A questão do transporte precisa ser compreendida como um meio necessário para que as pessoas ocupem as cidades e assim usufruam de seus espaços. A elevação no percentual dos paulistanos que utilizam carro todos, ou quase todos os dias, que foi de 27% para 38%, é a expressão máxima da privatização do espaço público. A população, não se sentindo segura para movimentar-se com os demais modais, continua optando pelo transporte individual.

Se compararmos este índice aos de cidades mais desenvolvidas, veremos que a divisão entre modais nestas localidades é homogênea, com mais ou menos 30% para cada um deles, divididos em carros, transporte humano, e transporte público. A marca de 38% obtida em São Paulo é emblemática: os demais modais não conseguem atender as expectativas da população.

Ainda que tenha sido alta a aprovação do paulistano para as novas ciclovias e corredores exclusivos para ônibus, com 88% dos entrevistados a favor da ampliação das ciclovias e 90% querendo mais corredores de ônibus, a cultura de utilização destes espaços carece ainda de ações de educação.

Prova disto é a percepção de falta de respeito no trânsito. Enquanto 72% dos pedestres, e 80% dos ciclistas e motociclistas se sentem desrespeitados, apenas 61% dos motoristas de carros estão na mesma situação.

Esta lógica precisa urgentemente ser modificada. Quanto mais seguras as pessoas se sentirem, mais vão usar as ruas, as bicicletas e andar a pé. Quanto mais confiantes e confortáveis estiverem, mais vão usar o transporte público.

Outro importante ponto que foi quase esquecido no levantamento são as nossas calçadas. Elas são elos para os demais modais, além de serem o principal meio de locomoção dos 20% dos paulistanos que andam exclusivamente a pé. Nossas calçadas são verdadeiros campos minados, repletos de buracos. Isso significa que um quinto da população anda em campos minados.
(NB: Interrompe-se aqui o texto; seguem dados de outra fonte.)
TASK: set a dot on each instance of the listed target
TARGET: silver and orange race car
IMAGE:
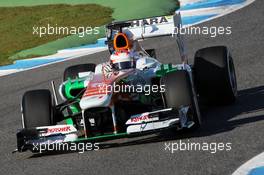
(101, 103)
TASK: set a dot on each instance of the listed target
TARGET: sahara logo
(150, 21)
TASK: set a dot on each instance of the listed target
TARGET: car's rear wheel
(179, 93)
(72, 72)
(214, 75)
(37, 109)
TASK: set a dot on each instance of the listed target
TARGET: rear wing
(149, 28)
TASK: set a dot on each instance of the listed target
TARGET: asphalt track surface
(241, 123)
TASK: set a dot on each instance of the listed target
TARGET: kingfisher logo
(150, 21)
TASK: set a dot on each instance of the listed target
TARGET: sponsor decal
(142, 118)
(61, 129)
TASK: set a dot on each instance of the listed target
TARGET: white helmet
(121, 60)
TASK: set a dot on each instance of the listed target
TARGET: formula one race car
(135, 96)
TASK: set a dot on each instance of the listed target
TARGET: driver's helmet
(121, 60)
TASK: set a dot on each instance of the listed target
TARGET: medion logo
(150, 21)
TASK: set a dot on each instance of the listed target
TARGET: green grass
(16, 24)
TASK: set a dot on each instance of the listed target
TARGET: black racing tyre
(72, 71)
(37, 108)
(179, 92)
(214, 75)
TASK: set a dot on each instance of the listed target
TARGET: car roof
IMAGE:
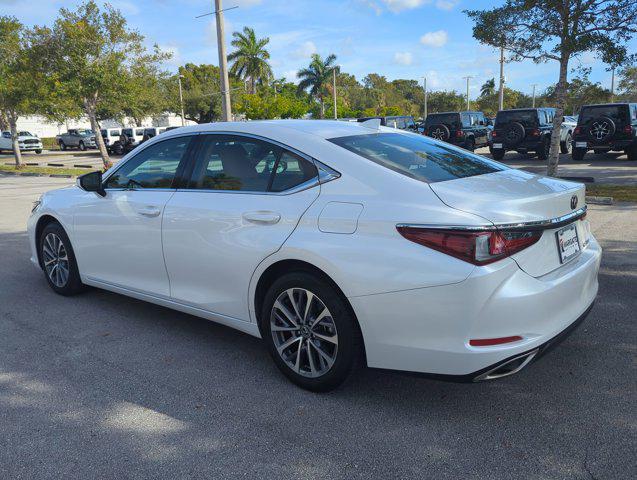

Como podemos esperar que elas se sintam bem nas cidades?

A mudança cultural não vem do dia para a noite. Precisa ser induzida e o estado deve ser sujeito ativo neste processo. As melhorias estão acontecendo, mas as mentes dos paulistanos ainda não foram conquistadas. Os usuários de automóveis não trocariam esse meio pelo estado atual dos transportes públicos e bicicletas. Conquistar as mentes passa por democratizar as vias. Para isto, é fundamental que as pessoas se sintam seguras em qualquer modal.